A startup may consider it has arrived when a giant software company engages them about a possible acquisition or a joint venture. In that glow, the giant reviews the technology of the startup to determine how much competitive advantage can be obtained by the proposed acquisition or venture, and investigates the scope of the startup's intellectual property protection. During the diligence period, the startup is typically asked to progressively disclose its technology.
During this period, some startups have assumed its non-disclosure agreement (NDA) will suffice to protect their interest, but giants may require using its own NDAs, which may have loopholes. One of the more brazen is a residual term which says something like this: "any information disclosed (by the startup) but not expressly designated in writing as confidential and retained in the memory of the recipient (giant) is not considered confidential and can be used by recipient for any purpose ...."
The NDAs may also say signing the NDA is not a license of either party's intellectual property, which likely works in favor of the giant who typically has a much larger portfolio of intellectual property.
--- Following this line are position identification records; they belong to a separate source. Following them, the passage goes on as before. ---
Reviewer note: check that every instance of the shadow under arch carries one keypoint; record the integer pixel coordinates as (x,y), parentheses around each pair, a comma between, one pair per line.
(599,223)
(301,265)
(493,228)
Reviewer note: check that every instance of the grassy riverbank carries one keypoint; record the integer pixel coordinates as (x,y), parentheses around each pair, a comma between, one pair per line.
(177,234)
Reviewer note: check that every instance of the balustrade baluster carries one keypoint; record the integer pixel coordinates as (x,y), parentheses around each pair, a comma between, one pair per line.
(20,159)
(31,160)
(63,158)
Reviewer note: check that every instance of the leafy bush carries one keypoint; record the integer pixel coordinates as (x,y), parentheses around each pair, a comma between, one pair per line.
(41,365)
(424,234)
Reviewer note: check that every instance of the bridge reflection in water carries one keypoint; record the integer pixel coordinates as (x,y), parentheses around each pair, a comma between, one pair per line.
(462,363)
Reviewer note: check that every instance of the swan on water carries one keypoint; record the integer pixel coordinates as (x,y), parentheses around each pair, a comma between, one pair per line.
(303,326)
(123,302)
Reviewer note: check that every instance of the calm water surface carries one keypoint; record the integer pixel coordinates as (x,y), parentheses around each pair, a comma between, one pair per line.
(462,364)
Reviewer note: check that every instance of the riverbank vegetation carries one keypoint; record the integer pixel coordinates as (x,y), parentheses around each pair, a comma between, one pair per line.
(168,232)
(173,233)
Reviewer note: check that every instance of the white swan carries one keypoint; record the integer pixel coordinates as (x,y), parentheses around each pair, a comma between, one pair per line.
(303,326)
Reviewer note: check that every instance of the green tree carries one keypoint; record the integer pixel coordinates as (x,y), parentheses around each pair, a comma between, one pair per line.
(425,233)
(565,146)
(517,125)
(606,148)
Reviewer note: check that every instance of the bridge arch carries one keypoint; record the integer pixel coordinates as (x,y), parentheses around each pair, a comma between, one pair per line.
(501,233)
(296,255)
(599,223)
If the giant determines during diligence that it makes economic sense to code the software without buying the startup and has enough residual information, it may decide to enter the market without the startup's help so the acquisition or joint venture game is over. After all, the giant must decide in favor of its shareholders.
So how does the startup disclose its products to a giant software company without creating a big competitor? Seek effective software patent(s) on your technology. In negotiations seek to delete the residual term from the NDA. However, if you don't have the bargaining power to delete the residual term, stay within the scope of what is designated confidential in the NDA and within the scope of your patent claims to reduce the risk.